XS-DC-32X400-SP-G2
Data Center AI32-port 400G spine/core switch for high-capacity data center fabrics and AI-ready backbones.
- 12.8Tbps
- 5,600Mpps
Data Center Solution
Build predictable lossless Ethernet for RDMA and GPU workloads.
RoCEv2 carries RDMA over routed Ethernet and is widely used in AI, HPC, and high-performance storage networks. It gives applications low-latency remote memory access while preserving the operational flexibility of Ethernet.
RoCEv2 is also unforgiving. Packet loss, congestion, incorrect priority mapping, or inconsistent lossless policy can quickly reduce job performance. An xSONiC RoCEv2 design should therefore treat QoS, routing, telemetry, and failure testing as one system.
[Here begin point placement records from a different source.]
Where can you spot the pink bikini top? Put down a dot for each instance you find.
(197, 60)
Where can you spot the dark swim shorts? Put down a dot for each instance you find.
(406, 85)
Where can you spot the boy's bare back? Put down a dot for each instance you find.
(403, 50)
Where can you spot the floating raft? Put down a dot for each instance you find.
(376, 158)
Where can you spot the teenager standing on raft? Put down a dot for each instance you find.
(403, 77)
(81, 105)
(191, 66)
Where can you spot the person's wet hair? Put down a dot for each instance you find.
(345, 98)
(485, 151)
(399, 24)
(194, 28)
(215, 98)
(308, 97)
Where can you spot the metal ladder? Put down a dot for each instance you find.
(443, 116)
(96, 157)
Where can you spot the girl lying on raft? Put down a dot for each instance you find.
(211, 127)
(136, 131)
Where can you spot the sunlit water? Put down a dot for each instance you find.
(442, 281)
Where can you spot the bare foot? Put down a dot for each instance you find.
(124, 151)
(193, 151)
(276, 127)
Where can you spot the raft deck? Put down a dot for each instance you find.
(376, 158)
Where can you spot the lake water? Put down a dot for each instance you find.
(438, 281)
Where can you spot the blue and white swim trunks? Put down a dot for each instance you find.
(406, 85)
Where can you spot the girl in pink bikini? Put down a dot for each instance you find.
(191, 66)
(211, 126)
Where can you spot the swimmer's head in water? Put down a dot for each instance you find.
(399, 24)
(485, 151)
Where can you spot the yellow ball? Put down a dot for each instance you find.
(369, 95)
| Layer | Design Decision | Validation |
|---|---|---|
| Application | Identify RDMA workloads and traffic phases. | Test all-reduce, storage, and failure behavior. |
| Host NIC | Configure priorities, DSCP, ECN, and PFC expectations. | Confirm NIC counters and congestion response. |
| xSONiC leaf | Map traffic classes to queues and lossless priorities. | Check PFC, ECN, ETS, and DCBX state. |
| Fabric | Provide predictable ECMP, bandwidth, and convergence. | Validate path diversity and failure recovery. |
| Telemetry | Monitor queue depth, drops, pause frames, and latency. | Correlate network state with workload timing. |
RoCEv2 deployments should keep RDMA traffic classification explicit. Operators usually define a DSCP or priority value for RDMA, map that value to a queue, and then apply PFC only where lossless behavior is required.
Application traffic
|
v
Host NIC marks DSCP / priority
|
v
xSONiC leaf maps priority to queue
|
v
PFC / ECN / ETS policy applies to selected traffic class
| Mechanism | Purpose | Design Warning |
|---|---|---|
| PFC | Prevents packet loss for selected priorities. | Overuse can spread pause behavior across the fabric. |
| ECN | Marks congestion before queue overflow. | Thresholds must match buffer and workload behavior. |
| CNP | Tells senders to reduce rate after congestion feedback. | Feedback path delay matters during incast. |
| Fast CNP | Shortens sender notification in supported designs. | Requires flow awareness and careful validation. |
| ETS | Balances bandwidth among traffic classes. | Avoid starving non-RDMA operational traffic. |
GPU / storage servers
|
v
100G / 200G / 400G / 800G xSONiC leaves
|
v
High-radix xSONiC spines
|
v
Peer pods, storage, or backend GPU domains
Large AI clusters often separate backend GPU traffic, storage traffic, and frontend service traffic. Smaller deployments may share layers, but the QoS policy should still keep traffic classes explicit.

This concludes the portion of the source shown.